Sperm whales typically live in warmer, southern waters, where they feed on giant squid. Experts are currently running tests, hoping to figure out the mystery behind how this whale ended up in the shallow waters of Hell’s Mouth.
Because of the whale’s size – it being the second smallest sperm whale on the UK’s records – experts believe that it could have come from a matriarchal pod, which is usually found in the more temperate southern waters of the UK.
ITV reported that a spokesperson for British Divers Marine Life Rescue thinks that this whale could be the youngest whale calf to ever be recorded as stranded on the shores of the UK. The calf itself was estimated to be between 2-3 years old as it still hadn’t developed teeth, meaning it was most likely still surviving on its mother’s milk.

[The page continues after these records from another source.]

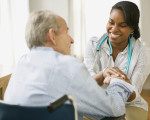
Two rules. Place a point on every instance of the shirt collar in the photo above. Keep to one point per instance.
(42, 48)
(106, 48)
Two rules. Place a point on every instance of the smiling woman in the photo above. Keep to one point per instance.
(13, 15)
(120, 53)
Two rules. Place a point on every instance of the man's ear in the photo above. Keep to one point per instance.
(51, 36)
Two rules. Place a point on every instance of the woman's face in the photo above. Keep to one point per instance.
(117, 28)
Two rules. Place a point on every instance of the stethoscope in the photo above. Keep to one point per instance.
(111, 51)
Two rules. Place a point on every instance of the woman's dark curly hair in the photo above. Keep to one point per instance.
(132, 15)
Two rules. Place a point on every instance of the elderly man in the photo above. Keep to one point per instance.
(48, 72)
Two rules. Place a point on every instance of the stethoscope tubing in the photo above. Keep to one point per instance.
(111, 51)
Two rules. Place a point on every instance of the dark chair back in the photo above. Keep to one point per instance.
(51, 112)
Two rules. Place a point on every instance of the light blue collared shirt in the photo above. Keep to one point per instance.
(43, 75)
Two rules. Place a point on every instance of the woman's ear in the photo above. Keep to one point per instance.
(51, 36)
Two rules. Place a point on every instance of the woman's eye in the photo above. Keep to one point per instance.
(123, 25)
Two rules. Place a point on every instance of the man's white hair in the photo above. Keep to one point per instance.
(38, 26)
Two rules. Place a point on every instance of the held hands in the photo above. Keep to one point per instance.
(114, 72)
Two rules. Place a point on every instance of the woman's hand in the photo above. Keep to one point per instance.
(107, 72)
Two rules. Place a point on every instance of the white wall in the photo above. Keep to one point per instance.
(60, 7)
(145, 30)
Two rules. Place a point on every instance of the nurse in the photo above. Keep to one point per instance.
(119, 52)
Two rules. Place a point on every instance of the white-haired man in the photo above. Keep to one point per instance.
(48, 72)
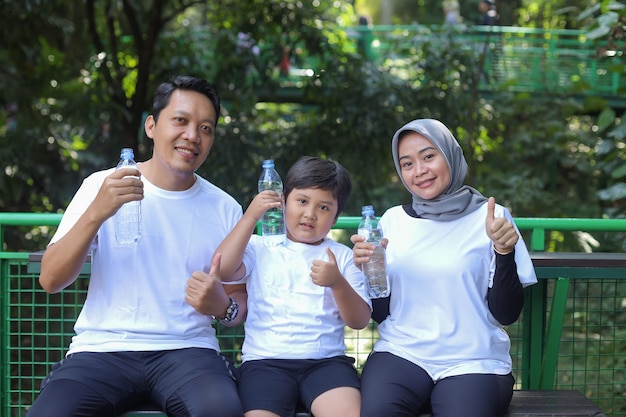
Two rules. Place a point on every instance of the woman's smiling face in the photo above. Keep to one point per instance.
(425, 170)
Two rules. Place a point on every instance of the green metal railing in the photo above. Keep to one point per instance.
(516, 59)
(572, 333)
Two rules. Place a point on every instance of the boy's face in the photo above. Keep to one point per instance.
(309, 214)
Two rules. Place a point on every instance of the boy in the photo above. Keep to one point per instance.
(301, 297)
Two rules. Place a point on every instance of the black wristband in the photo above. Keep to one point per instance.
(231, 312)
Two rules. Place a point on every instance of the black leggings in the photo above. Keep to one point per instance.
(394, 387)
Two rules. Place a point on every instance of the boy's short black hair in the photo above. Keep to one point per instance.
(323, 174)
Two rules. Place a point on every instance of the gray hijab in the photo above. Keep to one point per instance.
(457, 200)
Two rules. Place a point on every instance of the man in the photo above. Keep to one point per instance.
(145, 332)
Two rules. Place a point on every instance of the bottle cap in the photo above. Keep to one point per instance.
(127, 153)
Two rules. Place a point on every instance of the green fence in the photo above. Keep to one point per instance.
(572, 333)
(514, 59)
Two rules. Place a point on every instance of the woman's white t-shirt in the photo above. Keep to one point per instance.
(439, 275)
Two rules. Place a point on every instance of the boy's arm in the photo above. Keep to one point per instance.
(234, 245)
(63, 260)
(353, 309)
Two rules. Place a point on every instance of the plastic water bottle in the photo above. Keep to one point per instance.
(273, 221)
(128, 217)
(376, 269)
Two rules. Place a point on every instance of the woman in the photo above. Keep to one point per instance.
(457, 268)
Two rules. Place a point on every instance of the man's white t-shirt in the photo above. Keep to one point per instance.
(136, 296)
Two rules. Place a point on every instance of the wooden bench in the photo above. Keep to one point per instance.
(525, 403)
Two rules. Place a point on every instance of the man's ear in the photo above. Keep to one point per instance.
(337, 217)
(149, 126)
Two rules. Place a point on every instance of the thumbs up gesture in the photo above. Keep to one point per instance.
(501, 232)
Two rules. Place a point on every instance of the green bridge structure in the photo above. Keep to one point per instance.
(514, 59)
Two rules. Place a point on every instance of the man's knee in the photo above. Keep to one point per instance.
(69, 399)
(198, 398)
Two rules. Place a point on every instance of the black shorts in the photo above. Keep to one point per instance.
(193, 378)
(280, 385)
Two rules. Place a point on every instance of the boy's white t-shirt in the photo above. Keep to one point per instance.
(439, 275)
(290, 317)
(136, 297)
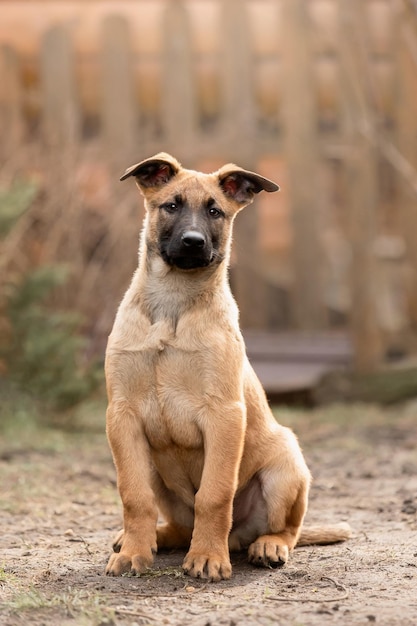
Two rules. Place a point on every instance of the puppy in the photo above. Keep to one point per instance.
(192, 435)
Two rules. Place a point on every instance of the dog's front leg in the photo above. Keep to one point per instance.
(208, 556)
(132, 459)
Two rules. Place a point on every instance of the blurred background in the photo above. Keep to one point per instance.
(318, 95)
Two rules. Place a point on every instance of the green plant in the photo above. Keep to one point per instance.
(41, 348)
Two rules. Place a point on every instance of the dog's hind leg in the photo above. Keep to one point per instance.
(272, 549)
(285, 487)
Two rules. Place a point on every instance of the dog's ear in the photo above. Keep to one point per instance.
(153, 172)
(241, 185)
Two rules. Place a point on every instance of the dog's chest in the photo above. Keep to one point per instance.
(175, 400)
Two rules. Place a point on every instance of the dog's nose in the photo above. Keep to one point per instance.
(193, 239)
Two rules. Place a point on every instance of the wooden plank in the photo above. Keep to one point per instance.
(61, 112)
(178, 98)
(361, 186)
(237, 85)
(327, 347)
(11, 104)
(406, 127)
(299, 114)
(238, 132)
(119, 109)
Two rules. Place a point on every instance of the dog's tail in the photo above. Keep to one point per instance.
(322, 535)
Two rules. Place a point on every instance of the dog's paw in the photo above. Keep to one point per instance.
(118, 541)
(211, 567)
(121, 563)
(268, 551)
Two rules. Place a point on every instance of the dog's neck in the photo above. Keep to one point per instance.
(167, 292)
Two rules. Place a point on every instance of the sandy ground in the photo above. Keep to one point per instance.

Today a post mortem examination will be carried out by the Cetacean Strandings Investigation Programme- UK strandings…
The spokesperson stated, “Whales, dolphins, and porpoises…are mammals like us humans, and therefore able to carry serious diseases that can be transmitted between us. We would advise members of the public to avoid all contact with the carcass and any bodily fluids to avoid any risk of infection from them. There is the possibility that this may have been an animal that was already ill.”
Not too long ago – less than a month – another sperm whale washed up dead in the shallow waters off the Northumberland shore, close to Newbiggin-by-the-Sea.
We really need to be more proactive about cleaning up our oceans. This can’t keep happening. What do you think?